Op en rond het spoor zijn er verschillende soorten geluid. Niet alleen treinen, maar ook overwegbellen en omroepinstallaties maken geluid. Voor al deze soorten geluid zijn verschillende wetten en regels.
Soorten geluid
-
Geluid van treinen
Treinen die na 2005 op het spoor mogen rijden, moeten voldoen aan de eisen van de Europese wet – en regelgeving. Deze regels gelden voor alle treinen in Europa. De regels gaan over het geluid van elke trein apart.
Voor mensen die naast het spoor wonen is daarnaast de Nederlandse Omgevingswet belangrijk.
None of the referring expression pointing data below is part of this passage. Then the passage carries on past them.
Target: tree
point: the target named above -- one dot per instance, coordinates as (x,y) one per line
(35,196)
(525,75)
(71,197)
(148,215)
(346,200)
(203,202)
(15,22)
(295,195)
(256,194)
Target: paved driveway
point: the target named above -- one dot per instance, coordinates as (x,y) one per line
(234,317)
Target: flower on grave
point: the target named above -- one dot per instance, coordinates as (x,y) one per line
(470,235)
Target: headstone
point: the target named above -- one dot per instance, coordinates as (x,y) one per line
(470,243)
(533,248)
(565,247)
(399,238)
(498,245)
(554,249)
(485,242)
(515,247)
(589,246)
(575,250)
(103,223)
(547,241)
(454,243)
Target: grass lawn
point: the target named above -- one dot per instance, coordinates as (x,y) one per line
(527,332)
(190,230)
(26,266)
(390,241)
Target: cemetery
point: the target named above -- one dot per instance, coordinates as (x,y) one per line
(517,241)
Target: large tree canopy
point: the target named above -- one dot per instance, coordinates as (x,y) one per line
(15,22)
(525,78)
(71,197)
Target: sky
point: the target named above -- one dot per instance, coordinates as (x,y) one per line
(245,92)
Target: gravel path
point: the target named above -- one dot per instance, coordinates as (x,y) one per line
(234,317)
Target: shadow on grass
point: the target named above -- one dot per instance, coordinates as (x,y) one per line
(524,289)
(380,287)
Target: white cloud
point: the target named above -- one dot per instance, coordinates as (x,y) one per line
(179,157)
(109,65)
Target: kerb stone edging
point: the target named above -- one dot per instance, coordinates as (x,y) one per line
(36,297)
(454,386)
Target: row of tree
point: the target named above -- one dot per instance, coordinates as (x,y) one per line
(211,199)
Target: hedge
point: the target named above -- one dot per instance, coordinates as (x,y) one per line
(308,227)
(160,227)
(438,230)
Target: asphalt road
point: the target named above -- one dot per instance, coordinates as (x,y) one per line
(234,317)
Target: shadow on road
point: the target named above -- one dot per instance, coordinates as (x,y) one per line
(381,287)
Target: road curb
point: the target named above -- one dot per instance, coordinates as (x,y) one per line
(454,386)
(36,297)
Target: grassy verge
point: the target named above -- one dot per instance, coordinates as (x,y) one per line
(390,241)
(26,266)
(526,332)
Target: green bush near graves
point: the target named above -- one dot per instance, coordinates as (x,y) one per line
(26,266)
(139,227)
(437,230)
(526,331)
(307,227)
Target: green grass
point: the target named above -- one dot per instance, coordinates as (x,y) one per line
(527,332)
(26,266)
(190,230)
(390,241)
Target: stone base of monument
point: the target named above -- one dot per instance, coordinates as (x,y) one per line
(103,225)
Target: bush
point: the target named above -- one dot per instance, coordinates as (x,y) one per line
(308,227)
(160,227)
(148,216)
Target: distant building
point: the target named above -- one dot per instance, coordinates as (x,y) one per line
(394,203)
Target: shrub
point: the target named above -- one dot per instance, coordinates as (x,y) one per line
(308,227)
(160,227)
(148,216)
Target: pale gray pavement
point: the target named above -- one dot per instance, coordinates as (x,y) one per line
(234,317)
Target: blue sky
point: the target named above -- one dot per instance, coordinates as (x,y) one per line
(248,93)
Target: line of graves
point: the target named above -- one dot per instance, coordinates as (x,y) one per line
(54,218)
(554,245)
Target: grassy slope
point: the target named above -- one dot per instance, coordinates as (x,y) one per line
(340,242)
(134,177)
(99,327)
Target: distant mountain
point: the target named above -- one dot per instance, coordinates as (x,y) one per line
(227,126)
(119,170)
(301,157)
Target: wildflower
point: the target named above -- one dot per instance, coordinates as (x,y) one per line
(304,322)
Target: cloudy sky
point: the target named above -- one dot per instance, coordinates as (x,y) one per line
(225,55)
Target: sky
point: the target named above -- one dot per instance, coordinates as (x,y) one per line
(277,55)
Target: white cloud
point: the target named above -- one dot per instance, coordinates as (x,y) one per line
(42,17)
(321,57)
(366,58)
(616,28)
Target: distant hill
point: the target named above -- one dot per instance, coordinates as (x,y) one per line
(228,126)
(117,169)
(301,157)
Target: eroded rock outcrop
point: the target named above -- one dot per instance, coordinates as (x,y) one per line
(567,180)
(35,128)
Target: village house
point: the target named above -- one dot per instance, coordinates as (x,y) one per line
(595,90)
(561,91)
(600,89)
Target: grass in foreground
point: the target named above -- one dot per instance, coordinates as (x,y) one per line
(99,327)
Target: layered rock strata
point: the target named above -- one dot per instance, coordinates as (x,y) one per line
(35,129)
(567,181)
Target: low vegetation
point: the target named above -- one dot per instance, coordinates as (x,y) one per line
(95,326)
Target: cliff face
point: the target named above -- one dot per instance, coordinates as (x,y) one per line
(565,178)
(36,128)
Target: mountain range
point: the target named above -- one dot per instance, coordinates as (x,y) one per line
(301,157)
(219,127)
Hierin staat:
- De norm voor het gemiddelde geluidsniveau per jaar op een woning door stilstaande en rijdende treinen. Deze regel is overal in Nederland hetzelfde.
- De verplichte afspraken voor de ‘geluidproductieplafonds’ (gpp's). Dit zijn duidelijke grenzen voor de gemiddelde geluidsbelasting per jaar op vaste punten langs het spoor. Deze grenzen verschillen per gebied. In drukke steden liggen ze bijvoorbeeld hoger dan op het platteland.
Pas als het geluid boven deze gpps dreigt te komen, moet ProRail controleren of elke woning in dit gebied nog aan de norm voldoet. Als dat niet zo is, moet ProRail iets doen om het geluid te verminderen.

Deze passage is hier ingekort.